Leaders with the social service agencies CCR said it works with most frequently told Modern Healthcare they hadn't heard of the group.
"No one seems to know of it," a spokesperson for the state agency that oversees Texas Rent Relief.
"Neither our state level or other locations came through with any standing relationships with CCR," a spokesperson with the Salvation Army in Texas said.

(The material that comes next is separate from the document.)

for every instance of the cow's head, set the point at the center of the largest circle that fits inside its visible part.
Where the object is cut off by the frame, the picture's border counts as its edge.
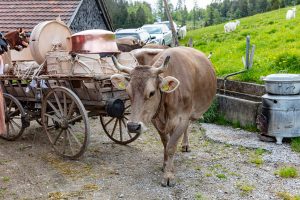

"Actually, the Center for Consumer Recovery has not made any referrals so far," the head of Abilene's Meals on Wheels program wrote in an email.
Simonson explained that those agencies work with hundreds of people, so it's not surprising they don't remember CCR.
CCR is small now, but it could soon get a jolt of new customers with the help of an Ohio hospital association and group purchasing organization that's agreed to market the services to its 36 hospital and 10 health system members. Brian Lane, CEO of the Cleveland-based Center for Health Affairs said his team likes the idea, pitched to them by a "strategic partner," because it has the potential to help patients, hospitals and communities.
"We're organizationally attracted to the opportunity to come together, use what is a dormant asset currently as a means to enhance the community service, to support those that are actually in need," he said.
Each hospital and health system member will receive a fact sheet about CCR and can decide for themselves whether to participate, Lane said. CHA's members include Cleveland Clinic Health System, Bon Secours Mercy Health, MetroHealth System and University Hospitals.
University Hospitals is trying to set up a call with CCR to learn more, a spokesperson for the health system said.
Simonson said there's "tremendous scale" built into the work his companies are doing.
"We'll get to a scale that will be quite significant, both in terms of accounts that are donated as well as the number of patients that we're serving," he said.